01:29:50.480 If you've been COVID vaccinated, there's very high incidence of subclinical myocarditis, and that puts people at risk of arrhythmic events and potentially sudden cardiac arrest and sudden cardiac death.
01:30:05.020 This is why we still see athletes collapsing on the field.
01:30:07.880 This is why we still see people dying in their sleep is because of this undiagnosed subclinical myocarditis.
01:30:14.140 Dr. Peter McCullough talks a lot about this.
01:30:15.880 Dr.
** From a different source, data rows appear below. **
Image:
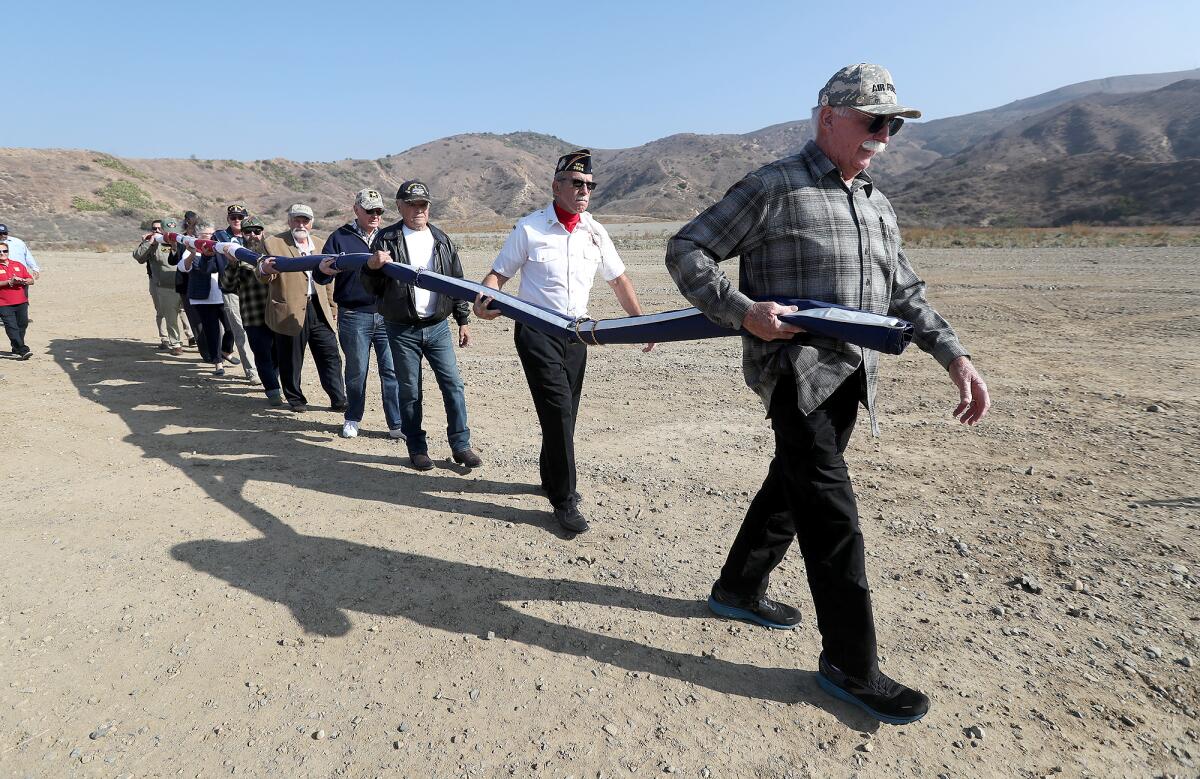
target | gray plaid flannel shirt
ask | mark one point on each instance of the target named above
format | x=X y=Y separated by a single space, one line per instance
x=252 y=293
x=801 y=232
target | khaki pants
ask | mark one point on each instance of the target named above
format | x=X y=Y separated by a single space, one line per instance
x=167 y=310
x=233 y=309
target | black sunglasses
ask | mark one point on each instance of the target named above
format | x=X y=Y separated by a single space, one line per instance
x=893 y=123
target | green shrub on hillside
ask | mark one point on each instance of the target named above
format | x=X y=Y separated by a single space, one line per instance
x=113 y=163
x=81 y=203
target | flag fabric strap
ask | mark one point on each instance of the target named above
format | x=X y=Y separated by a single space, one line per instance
x=861 y=328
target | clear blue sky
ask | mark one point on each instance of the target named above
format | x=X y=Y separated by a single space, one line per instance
x=329 y=81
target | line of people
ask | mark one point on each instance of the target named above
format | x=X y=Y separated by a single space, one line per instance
x=808 y=226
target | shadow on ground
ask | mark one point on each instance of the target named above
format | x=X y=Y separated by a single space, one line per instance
x=235 y=438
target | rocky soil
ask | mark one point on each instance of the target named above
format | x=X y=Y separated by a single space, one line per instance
x=197 y=585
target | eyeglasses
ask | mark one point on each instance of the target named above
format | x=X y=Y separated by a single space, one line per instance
x=877 y=121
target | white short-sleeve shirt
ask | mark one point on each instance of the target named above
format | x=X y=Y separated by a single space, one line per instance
x=557 y=268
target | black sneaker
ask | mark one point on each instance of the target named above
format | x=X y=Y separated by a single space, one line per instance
x=570 y=519
x=882 y=697
x=762 y=611
x=467 y=457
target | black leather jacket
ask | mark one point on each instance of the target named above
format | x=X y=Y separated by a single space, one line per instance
x=396 y=301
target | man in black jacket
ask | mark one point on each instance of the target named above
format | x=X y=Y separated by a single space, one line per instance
x=417 y=322
x=359 y=324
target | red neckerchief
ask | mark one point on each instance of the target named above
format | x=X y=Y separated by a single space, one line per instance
x=568 y=220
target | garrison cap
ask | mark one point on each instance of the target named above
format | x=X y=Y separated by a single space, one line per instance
x=413 y=191
x=369 y=199
x=867 y=88
x=579 y=161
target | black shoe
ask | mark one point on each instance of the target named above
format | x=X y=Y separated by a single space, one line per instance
x=467 y=457
x=882 y=697
x=762 y=611
x=570 y=519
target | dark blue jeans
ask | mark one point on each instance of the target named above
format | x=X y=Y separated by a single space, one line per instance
x=358 y=331
x=435 y=343
x=262 y=343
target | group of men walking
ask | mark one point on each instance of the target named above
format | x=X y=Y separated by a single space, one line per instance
x=808 y=226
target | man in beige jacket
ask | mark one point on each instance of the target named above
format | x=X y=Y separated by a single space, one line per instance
x=301 y=313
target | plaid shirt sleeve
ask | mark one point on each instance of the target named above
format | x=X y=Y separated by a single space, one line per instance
x=729 y=228
x=931 y=331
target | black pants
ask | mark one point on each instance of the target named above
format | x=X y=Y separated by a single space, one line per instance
x=262 y=343
x=555 y=372
x=16 y=322
x=808 y=495
x=322 y=342
x=214 y=331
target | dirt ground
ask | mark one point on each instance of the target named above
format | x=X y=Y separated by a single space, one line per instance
x=196 y=583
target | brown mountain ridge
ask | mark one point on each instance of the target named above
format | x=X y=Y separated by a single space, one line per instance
x=1117 y=150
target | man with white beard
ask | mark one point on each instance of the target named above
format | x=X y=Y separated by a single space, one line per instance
x=813 y=226
x=301 y=313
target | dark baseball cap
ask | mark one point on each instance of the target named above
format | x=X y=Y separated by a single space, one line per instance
x=413 y=191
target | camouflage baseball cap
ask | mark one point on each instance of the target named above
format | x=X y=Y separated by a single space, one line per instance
x=369 y=199
x=867 y=88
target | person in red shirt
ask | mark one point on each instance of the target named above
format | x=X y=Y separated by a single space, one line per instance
x=15 y=301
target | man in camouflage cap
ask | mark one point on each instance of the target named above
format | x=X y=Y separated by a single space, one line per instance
x=156 y=257
x=815 y=226
x=252 y=298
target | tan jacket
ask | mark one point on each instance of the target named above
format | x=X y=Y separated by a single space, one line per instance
x=159 y=256
x=288 y=300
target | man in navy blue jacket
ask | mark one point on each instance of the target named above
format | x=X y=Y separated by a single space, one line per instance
x=359 y=324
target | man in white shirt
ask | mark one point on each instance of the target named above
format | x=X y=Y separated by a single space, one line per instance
x=557 y=251
x=417 y=324
x=19 y=251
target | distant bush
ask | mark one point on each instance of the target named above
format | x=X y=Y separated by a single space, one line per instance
x=113 y=163
x=81 y=203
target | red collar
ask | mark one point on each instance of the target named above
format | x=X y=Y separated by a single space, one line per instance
x=568 y=220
Seem Malhotra as well, both of them cardiologists.
01:30:18.220 This is still happening, and it's still happening at record levels.
01:30:22.940 And so you have to be very careful with vigorous exercise.
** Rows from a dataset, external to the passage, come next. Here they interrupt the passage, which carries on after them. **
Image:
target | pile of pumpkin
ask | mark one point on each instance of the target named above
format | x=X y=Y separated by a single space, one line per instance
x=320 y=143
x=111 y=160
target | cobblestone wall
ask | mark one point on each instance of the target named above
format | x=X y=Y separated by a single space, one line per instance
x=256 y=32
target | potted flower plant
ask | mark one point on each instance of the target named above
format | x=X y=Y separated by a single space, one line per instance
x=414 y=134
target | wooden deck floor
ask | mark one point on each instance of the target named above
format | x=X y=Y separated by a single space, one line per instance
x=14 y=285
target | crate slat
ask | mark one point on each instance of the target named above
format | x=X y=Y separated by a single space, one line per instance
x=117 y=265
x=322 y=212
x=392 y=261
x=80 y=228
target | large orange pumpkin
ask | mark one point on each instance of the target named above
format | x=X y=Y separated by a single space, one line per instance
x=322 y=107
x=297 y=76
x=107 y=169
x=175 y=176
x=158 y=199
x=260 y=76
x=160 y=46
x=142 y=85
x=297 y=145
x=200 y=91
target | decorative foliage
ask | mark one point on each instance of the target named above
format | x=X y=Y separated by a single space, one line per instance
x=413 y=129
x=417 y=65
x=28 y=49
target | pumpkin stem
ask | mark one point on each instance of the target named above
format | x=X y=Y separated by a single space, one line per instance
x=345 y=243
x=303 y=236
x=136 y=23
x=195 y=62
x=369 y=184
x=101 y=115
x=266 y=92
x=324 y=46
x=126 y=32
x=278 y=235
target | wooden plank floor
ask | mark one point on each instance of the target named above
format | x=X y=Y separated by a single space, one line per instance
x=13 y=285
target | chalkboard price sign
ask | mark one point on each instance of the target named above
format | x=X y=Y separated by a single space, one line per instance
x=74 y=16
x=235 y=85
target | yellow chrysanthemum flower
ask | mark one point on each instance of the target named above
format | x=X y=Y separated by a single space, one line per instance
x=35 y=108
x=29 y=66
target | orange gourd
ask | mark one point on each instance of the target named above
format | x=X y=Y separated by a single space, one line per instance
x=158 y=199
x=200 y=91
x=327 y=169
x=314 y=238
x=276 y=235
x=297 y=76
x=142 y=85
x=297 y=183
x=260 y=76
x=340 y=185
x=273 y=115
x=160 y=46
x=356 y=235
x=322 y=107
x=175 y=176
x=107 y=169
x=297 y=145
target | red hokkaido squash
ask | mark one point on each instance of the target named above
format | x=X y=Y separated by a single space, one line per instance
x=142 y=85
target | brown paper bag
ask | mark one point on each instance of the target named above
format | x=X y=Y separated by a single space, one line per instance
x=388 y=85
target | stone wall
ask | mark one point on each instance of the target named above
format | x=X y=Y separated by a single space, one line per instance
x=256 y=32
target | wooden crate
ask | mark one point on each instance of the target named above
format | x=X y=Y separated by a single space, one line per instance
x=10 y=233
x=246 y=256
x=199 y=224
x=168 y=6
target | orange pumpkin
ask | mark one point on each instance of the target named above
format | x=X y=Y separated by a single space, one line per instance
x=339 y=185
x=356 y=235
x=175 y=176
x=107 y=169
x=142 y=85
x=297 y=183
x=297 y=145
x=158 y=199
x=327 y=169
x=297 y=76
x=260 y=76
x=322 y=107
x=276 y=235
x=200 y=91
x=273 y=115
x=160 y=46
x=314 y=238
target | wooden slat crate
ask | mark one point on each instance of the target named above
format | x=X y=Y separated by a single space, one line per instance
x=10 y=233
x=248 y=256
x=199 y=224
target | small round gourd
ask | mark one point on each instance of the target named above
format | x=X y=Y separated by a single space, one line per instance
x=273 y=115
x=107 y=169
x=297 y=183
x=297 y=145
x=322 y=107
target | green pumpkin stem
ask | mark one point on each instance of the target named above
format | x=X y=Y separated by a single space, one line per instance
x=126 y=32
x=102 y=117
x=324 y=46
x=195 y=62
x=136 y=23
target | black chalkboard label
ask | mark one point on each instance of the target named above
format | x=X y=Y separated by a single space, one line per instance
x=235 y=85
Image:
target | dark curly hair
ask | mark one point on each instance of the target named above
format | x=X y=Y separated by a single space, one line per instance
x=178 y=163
01:30:28.040 You may want to have some kind of a cardiac workup before you do any kind of vigorous exercise, or take something that will protect the heart and actually treat the subclinical myocarditis like taurine.
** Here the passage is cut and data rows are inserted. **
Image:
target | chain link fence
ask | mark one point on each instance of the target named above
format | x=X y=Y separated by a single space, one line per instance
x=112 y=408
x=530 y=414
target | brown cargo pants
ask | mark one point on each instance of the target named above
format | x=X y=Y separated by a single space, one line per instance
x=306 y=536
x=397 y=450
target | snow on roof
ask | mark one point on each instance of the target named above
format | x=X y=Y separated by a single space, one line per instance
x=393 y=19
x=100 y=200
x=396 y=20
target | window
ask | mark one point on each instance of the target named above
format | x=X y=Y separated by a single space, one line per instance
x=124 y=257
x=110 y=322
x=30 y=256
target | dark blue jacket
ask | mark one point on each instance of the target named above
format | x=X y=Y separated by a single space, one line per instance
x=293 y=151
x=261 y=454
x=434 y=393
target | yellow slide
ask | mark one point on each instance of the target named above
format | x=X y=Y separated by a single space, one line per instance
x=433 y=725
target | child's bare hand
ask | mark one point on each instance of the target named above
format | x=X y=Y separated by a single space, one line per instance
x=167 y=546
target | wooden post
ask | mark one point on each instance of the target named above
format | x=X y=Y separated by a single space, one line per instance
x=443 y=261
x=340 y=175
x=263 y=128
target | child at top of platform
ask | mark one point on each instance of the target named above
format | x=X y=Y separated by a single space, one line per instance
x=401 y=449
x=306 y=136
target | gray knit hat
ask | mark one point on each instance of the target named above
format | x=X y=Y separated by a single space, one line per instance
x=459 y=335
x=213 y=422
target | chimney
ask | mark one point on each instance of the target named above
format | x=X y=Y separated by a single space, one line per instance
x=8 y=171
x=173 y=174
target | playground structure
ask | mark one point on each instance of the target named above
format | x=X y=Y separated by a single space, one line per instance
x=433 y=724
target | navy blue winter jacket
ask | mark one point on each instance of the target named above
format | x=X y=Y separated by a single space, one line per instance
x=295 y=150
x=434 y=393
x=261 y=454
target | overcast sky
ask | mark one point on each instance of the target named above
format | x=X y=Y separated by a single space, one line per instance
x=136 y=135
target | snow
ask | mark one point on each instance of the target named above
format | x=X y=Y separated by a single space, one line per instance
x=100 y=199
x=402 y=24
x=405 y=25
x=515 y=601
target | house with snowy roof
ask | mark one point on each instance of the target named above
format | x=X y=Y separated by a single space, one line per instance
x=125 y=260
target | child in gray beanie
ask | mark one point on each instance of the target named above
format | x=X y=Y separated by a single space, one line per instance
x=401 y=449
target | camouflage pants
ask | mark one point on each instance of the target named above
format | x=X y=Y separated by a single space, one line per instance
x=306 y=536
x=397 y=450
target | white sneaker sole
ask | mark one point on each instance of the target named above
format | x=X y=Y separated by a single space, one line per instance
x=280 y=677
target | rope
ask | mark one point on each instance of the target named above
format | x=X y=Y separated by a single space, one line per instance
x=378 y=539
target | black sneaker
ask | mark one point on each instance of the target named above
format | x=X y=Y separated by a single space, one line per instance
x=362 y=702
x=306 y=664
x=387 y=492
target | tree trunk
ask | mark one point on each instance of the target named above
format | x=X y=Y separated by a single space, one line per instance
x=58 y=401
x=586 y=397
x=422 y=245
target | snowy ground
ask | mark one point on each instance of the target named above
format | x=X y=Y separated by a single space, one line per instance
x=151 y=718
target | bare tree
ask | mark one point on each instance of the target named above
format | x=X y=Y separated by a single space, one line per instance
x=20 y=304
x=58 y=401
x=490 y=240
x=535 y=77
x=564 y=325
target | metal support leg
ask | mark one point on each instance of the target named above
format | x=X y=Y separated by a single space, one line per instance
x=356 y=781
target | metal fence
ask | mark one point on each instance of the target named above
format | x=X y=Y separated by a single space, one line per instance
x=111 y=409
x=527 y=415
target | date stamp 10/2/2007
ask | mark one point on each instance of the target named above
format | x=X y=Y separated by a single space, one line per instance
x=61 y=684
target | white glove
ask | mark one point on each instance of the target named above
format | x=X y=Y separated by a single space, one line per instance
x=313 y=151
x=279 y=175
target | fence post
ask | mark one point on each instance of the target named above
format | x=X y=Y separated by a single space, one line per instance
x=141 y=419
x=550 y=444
01:30:39.140 Taurine is an amino acid, a supplement that you can buy for $10 a bottle, and it's used in Japan, actually, for heart patients.
01:30:48.220 Patients who are in heart failure and who have all kinds of heart issues, it reduces inflammation of the heart.
01:30:53.420 You want to have taurine on board.
01:30:54.700 The reason why you want to have NAC on board as an antioxidant is it reduces inflammation of the brain.
01:31:00.280 It reduces inflammation in the lungs, so people that end up, you know, who are vaccinated who have sort of chronic lung issues, or if you have long COVID and you've been infected with COVID several times and you have chronic lung issues, you want to be taking NAC.
01:31:11.680 So this is kind of my more global approach to spike protein detoxification because it covers a lot of the different areas and a lot of the different damage that people suffer.
01:31:23.280 So you can start with a good base detox like Dr. Peter Mercola's, you know, protocol with the natokinase, bromelain, curcumin.
01:31:32.000 Understand why he has those as his base detox, but it's not enough.
01:31:36.240 It's not nearly enough.
01:31:37.840 You need to have a more global approach and you need to address all of these different problems that the spike protein causes.
01:31:44.560 Well, I really appreciate that.
01:31:46.360 I think what I'm going to do is take that whole clip and we'll make a video out of it and we're going to put it on the protocol page so that people can hear firsthand because you covered a lot of information there.
01:31:58.780 And just medically giving us insight as to how all of this works together and how it affects the body.
01:32:05.480 And so, Dr. Mackey, I so appreciate having you on the show.
01:32:09.780 I really believe that this program is going to help a lot of people answer questions, give some direction for people to start treatments.
01:32:19.820 And hopefully we're going to be able to help them impact their own well-being by taking these steps to protect themselves and to be proactive.
01:32:30.500 I think even us as unvaccinated people need to be listening to what you say about flour and sugar and making sure our bodies are strong and resilient because we don't know the long-term effects or how real the effects are of the shedding and other issues that we're dealing with.
01:32:49.880 So, thank you so much for coming on.
01:32:52.880 We understand turbo cancers better now.
01:32:55.180 We understand, you know, the big pharma and the upcoming plans of their implementation of this cure, this vaccine, maybe not cure, but this cancer vaccine.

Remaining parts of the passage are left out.